Passage

 

“Why read The Wind in the Willows when you can be Ratty or Mole?” Kathleen Winter

My house is cluttered with books, and all the more so because it is summer. My two older kids have signed up for a reading challenge at the local library and every few days we’re needing to restock. I can’t quite keep pace with them myself, but I’m trying.

My own most recent find is Kathleen Winter’s memoir Boundless. It is an account of her 2010 journey on an icebreaker through the waters of the Northwest Passage – perhaps a fittingly escapist summer read.  On the cover, the landscape was grey-scale gorgeous with ice flows and dark water under an elusive sky.

It was a landscape I want to move through.

Travel books draw me. I love stories of rambling and relocation, and like to think I come by it honestly. My mother is an immigrant so I grew up with the pull between places. The Spouse suffers likewise – his father left the Netherlands and his mother the Maritimes. Together, we’ve had a share of rambles, worn through hiking boots and are on our fifth city. And our bookcases are crowded. Perhaps they keep us anchored.

Stepping into Winter’s book, I recognized her desire to up and go and her enthusiasm for spontaneous adventure.  From that familiar starting place, she creates a beautiful sense of place with cathedrals of ice, Icelandic poppies, turquoise waters, purple and gold mountains and white mist. It all sounds so entrancing. I’ve never been North – not arctic north, though living now in the UK, I am now further north than I was when I lived in Ottawa.   North is a strange and complicated idea. Context is important.

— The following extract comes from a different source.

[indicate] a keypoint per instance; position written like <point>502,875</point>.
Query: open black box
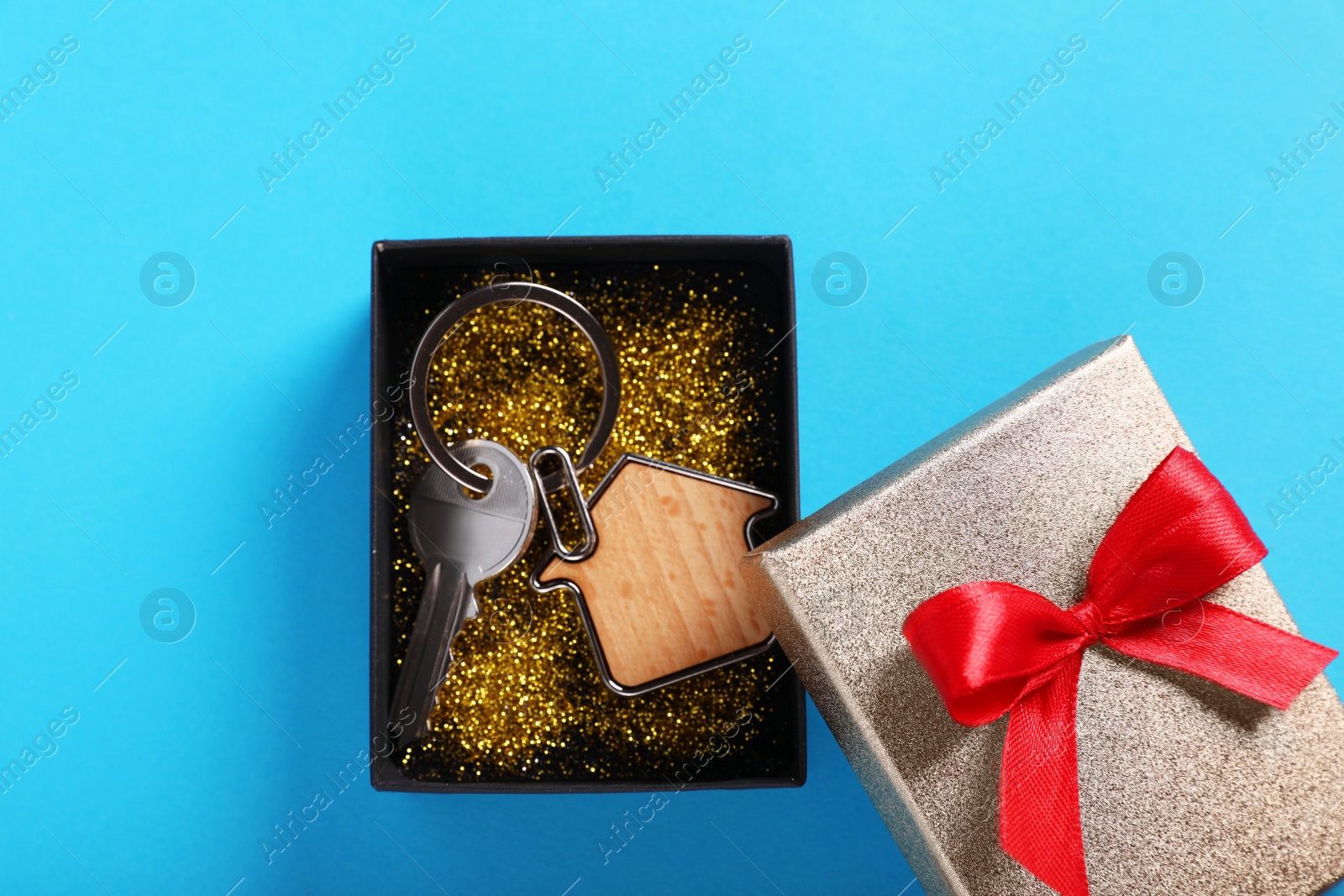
<point>401,270</point>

Winter recognizes this and reflects of how we view the Canadian north through a romantic lens. She speaks of other layers of meaning – conquest, colonialism, military and political presence on the land, sovereignty, ignorance of northern people’s own understanding.  Of the Northwest Passage itself, she insists that it is an idea rather than a place. It isn’t marked on map, rather it is the embodiment of European longing for north. But Winter suggests that the problem isn’t with the desire to see northern landscapes, but rather with the idea of passage. Of moving through.  By the end of the book, she comes to the conclusion that all land is sacred and can teach us if we abandon ideas of passage and can be still.

I hear her wisdom with a divided heart. My pilgrim nature says yes.  All places can be sacred, thin places where heaven and earth are close.  It is attention rather than goal that is crucial. Pilgrimage never finishes at the end – it becomes a way of life and of seeing. So yes, all land is sacred.

But something else in me stumbles because Winter calls for a stillness that I can’t muster.

Maybe it is my transitory life or my growing kids or my itchy feet. I like to be on the move, as I suspect Winter does as well or she wouldn’t have accepted the out-of-the-blue invitation to take part in this arctic journey. While I have romantic notions of putting down roots and embedding myself and my family somewhere, I seem to be all too ready to keep one eye on the horizon for what might come next. The image of the road feeds me and gives me courage. How does that fit with the problematized idea of passage?

 “I began to experience the connection I’d begun to know in the Arctic… subtle, unmistakable – audible only if I agreed to remain with the land instead of insisting on passing through.”

Maybe the difference sits here. Is it the same thing to be still and to be stationary? Is this splitting hairs? Maybe. Or maybe stillness can happen anywhere. Changes happen all around us and things shift. Maybe to remain with the land is to pay attention to circumstance rather than set the agenda. To focus and learn rather than plot a course through to the next step. Maybe there is a faithfulness there, even for those with pilgrim boots.